Arcata Marsh is really one of my favorite places to photograph birds. The variety is not great. Mostly Marsh Wrens and Song Sparrows, with a few Golden and White Crowned mixed in, and least in April when I visit. But the views of wrens and sparrows you can get are spectacular! I know of no other place where the sparrows and wrens are so oblivious of human presence.

This Song Sparrow made an easy target on its bare berry whip among the flowers. The subdued light of a cloudy morning made for an excellent, full toned, portrait. Enough light to bring out the feather detail, but no so much as to overpower the lighter tones. And, of course, this shot is also about composition. The bird occupies a rule-of-thirds power-point, balanced by the white flowers…and the strong diagonal of the berry whip leads the eye. There is also a nice separation between the focused bird and the out of focus background. I could not have done better if I had actually been thinking about it. 🙂

Canon SX50HS. Program with iContrast and Auto Shadow Control. 1800mm equivalent field of view. f6.5 @ 1/500th @ ISO 800. Processed in Lightroom for intensity, clarity, and sharpness.

 

Awe among the Redwoods: Happy Sunday!

Every time I come to the Redwood forests of Northern California I am struck anew by how impossible it is to catch even a hint of the impact of these giant trees, this amazing forest, in any kind of image. And yet I am compelled, year after year, to try. Standing among the redwoods, hiking the groves, just breathing the air of the redwood forest, is an experience I want to share.
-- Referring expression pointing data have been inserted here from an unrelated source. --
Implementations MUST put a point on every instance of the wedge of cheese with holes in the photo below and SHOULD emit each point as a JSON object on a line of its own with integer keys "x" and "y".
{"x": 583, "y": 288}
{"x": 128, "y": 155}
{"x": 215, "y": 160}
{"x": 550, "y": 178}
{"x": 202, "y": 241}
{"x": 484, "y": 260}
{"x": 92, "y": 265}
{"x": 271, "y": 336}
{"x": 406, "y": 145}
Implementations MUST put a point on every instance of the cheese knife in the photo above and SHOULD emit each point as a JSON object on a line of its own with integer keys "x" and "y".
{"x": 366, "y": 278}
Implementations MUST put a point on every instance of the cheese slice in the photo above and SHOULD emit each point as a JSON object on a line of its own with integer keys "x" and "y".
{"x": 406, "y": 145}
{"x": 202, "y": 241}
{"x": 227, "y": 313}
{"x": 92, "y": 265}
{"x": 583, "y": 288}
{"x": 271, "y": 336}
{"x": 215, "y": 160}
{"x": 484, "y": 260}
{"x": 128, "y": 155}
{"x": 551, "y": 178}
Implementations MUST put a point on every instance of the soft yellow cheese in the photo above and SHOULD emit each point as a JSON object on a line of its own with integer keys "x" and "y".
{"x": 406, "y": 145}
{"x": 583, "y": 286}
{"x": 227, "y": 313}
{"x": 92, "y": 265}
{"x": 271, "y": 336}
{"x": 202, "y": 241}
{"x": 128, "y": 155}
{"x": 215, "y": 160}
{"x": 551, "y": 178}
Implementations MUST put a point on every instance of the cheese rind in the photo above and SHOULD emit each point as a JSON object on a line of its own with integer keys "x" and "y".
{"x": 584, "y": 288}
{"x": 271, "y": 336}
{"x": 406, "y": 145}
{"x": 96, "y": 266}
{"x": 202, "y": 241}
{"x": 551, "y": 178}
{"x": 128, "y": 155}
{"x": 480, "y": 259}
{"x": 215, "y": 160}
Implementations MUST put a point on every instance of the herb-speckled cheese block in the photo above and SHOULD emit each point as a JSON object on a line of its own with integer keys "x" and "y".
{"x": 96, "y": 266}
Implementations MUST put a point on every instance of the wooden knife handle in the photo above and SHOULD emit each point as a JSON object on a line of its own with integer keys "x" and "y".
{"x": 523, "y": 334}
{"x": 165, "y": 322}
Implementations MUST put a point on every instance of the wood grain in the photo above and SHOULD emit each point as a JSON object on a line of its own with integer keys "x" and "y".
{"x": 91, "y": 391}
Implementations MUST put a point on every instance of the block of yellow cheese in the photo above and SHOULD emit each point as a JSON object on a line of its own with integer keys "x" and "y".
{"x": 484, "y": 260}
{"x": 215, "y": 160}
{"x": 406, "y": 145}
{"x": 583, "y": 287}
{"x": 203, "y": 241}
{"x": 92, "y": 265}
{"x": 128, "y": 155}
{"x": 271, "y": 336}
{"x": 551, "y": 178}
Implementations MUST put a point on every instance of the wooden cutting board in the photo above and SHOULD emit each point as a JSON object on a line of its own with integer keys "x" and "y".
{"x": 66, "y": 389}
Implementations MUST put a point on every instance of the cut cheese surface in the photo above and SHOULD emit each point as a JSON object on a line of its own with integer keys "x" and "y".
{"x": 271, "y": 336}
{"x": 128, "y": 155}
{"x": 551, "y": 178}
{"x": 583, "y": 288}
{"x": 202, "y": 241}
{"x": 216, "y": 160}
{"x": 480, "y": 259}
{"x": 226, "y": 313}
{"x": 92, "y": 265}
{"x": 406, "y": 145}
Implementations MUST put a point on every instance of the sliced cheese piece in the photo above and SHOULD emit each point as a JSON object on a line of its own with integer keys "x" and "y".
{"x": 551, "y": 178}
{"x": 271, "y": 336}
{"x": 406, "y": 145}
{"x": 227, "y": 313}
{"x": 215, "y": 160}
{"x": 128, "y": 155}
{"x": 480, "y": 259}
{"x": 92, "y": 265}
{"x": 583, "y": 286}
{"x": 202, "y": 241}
And yet I am never satisfied with the images I bring back.

Some come close. I found this view of The Big Tree from which The Big Tree Wayside in Prairie Creek Redwoods State Park gets its name, out away from the tree on one of the trails. It is rare to see a mature redwood so exposed. Most of the trees this size are in dense groves where any sun that penetrates just makes photography harder! Big Tree is over 300 feet tall and 22 feet through the base. Figuring a generous 20 feet per story, that makes this tree as tall as a 15 story building. And 22 feet in diameter means I could fit two of the hotel rooms I am writing in inside it (or close to it). That is huge!

And Big Tree would undoubtedly be taller if it had not, perhaps before any human every laid eyes on it, lost its top. The main trunk ends at maybe 250 feet, and the rest of the height is from a secondary trunk growing out from the side of the stump, well over 200 feet up the side. 

Canon SX50HS. Program with iContrast and Auto Shadow Fill. -2/3 EV exposure compensation. 24mm equivalent field of view. f4 @ 1/250th @ ISO 80. Processed in Lightroom for intensity, clarity, and sharpness.

And for the Sunday Thought: well surely you can already tell from the title and the text where I am going with this…where I am driven to go with this. Redwoods give you a sense of the kind of awe that a person of faith experiences in every encounter with God…the kind of awe that runs under all experience for the people of faith. I am not talking about religious people, or people who put their trust in any organization or creed…I am talking about people who have direct experience of God, and whose faith is the inevitable result of such an encounter. I believe in Redwoods because I have stood among them and experienced the simultaneous uplifting and humbling of my spirit that is called awe. I know what I am trying to capture in my images. Just so, I have stood in the presence of God, known the love of God in Jesus Christ…just as real and vital as a grove of redwoods and astoundingly, astonishingly more. But I can no more convey the experience of my faith than I can capture the awesomeness of the redwoods. That does not mean I will ever stop trying!